Indian taxes are not so much administered by laws as by the rules these officers take it upon themselves to write when the political masters have completed drafting the broad strokes.
In 2006, the Indian Parliament wrote an act to promote special economic zones. That act is still on the books but investments in the zones have dried up. That’s because, over the years, the revenue department has written in clauses often as rules in other acts that defeat most of the benefits to investors promised in the SEZ act.
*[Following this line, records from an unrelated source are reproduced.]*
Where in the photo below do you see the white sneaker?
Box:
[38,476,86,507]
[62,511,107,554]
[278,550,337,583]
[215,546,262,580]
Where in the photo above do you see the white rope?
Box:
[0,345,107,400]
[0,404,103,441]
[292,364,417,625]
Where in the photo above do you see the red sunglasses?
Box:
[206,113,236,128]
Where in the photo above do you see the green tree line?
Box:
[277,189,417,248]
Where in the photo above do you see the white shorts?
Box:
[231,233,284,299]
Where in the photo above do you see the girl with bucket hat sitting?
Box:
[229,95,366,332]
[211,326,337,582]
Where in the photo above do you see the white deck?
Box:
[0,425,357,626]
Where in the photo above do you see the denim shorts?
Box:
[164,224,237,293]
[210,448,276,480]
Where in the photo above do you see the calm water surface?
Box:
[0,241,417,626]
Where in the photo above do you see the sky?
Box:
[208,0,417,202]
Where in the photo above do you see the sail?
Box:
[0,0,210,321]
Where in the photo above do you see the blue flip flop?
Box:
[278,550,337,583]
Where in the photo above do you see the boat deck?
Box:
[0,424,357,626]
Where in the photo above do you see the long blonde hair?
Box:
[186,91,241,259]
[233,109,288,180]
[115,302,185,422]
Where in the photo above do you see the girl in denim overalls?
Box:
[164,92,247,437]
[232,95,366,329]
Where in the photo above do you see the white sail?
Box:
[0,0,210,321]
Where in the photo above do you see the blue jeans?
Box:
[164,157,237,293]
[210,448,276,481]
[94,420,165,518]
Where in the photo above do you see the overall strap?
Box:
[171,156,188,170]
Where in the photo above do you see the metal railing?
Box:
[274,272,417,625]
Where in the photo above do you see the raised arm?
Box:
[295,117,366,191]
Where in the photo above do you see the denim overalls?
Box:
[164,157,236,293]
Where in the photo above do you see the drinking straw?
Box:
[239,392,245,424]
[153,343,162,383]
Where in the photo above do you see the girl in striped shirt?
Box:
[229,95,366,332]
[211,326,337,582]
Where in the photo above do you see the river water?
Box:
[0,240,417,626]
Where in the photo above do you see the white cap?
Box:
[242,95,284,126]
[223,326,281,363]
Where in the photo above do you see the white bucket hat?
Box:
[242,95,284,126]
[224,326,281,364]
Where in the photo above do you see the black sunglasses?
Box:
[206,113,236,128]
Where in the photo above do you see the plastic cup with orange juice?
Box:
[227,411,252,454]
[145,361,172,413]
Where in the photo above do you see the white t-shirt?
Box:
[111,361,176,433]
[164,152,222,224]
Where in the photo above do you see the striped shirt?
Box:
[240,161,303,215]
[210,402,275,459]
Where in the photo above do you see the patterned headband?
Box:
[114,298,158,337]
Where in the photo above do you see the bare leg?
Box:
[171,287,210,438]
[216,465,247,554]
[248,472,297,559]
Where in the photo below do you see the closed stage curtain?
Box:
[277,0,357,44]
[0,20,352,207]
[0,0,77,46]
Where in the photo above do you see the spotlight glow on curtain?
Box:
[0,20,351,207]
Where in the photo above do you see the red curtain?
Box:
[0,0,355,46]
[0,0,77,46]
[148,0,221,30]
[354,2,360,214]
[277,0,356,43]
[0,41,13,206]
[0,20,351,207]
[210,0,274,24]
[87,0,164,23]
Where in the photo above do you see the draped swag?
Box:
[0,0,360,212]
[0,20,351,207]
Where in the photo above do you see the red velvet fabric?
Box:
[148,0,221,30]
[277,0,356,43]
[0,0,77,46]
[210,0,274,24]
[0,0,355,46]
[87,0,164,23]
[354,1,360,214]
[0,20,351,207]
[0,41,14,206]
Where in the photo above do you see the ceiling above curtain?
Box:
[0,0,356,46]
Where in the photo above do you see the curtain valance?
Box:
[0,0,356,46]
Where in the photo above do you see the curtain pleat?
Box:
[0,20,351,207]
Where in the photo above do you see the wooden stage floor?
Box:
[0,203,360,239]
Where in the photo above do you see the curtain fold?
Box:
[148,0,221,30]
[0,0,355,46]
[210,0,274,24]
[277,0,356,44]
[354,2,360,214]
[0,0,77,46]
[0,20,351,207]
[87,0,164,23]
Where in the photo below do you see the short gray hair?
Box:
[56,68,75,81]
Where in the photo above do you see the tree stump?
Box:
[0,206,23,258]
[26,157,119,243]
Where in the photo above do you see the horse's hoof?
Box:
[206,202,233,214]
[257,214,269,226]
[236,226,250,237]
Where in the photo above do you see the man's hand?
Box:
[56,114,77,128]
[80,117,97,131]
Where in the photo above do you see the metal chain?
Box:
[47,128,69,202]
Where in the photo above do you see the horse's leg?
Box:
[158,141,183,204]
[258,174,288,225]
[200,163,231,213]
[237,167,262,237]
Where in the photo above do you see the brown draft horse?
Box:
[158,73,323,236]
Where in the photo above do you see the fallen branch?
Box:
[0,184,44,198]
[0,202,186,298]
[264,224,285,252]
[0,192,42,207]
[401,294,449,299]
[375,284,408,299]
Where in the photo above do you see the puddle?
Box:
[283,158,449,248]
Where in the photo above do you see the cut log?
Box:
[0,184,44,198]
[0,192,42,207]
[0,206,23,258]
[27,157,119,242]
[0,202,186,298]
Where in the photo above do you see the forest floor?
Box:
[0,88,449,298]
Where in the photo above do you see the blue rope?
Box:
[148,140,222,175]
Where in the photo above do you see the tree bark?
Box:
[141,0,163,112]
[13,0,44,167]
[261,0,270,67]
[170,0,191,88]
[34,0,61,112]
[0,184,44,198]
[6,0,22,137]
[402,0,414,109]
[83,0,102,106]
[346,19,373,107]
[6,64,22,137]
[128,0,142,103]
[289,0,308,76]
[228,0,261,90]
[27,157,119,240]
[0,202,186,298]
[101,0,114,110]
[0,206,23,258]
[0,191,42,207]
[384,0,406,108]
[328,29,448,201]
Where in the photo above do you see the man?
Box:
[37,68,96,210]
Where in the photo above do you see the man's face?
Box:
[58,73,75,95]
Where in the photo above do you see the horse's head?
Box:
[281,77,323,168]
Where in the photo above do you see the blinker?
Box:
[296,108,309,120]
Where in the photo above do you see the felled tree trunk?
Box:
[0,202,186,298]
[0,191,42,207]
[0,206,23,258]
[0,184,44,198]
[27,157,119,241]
In contrast, there’s the Benami Transactions (prohibition) bill that has been introduced in the Lok Sabha in May this year. The bill had to be brought in primarily because since 1988 the older act sat like a dummy without the rules being framed. Unless prodded vigorously this act too could go the way of the former. So while the SEZ act that promised investment sops galore turned sterile by rules, the act to extend the Executive’s powers to curb black money became a dead letter through the same means. This is what concerns the CEOs. The commitment made by the political executive in India is often nullified by the rule-making powers of the bureaucracy. While these rules are supposed to operate only under the umbrella of the act, they have often gone beyond, thwarting the very causes espoused by the economic legislation. For instance Thursday’s release was undoing a plan to levy minimum alternate tax (MAT) on all companies that did business in India irrespective of their country of origin. Those plans had killed promises made by a succession of finance ministers of a predictable and a reasonably low tax rate regime. As the Partha Shome Committee has pointed out, it should be made mandatory from now on for the tax department to spell out through press releases the reasons why they have made changes in rules when they make them. That will go a long way towards checking the capriciousness of the bureaucracy and to make international investors commit funds to India. It is an announcement that will help the Prime Minister in his meetings abroad.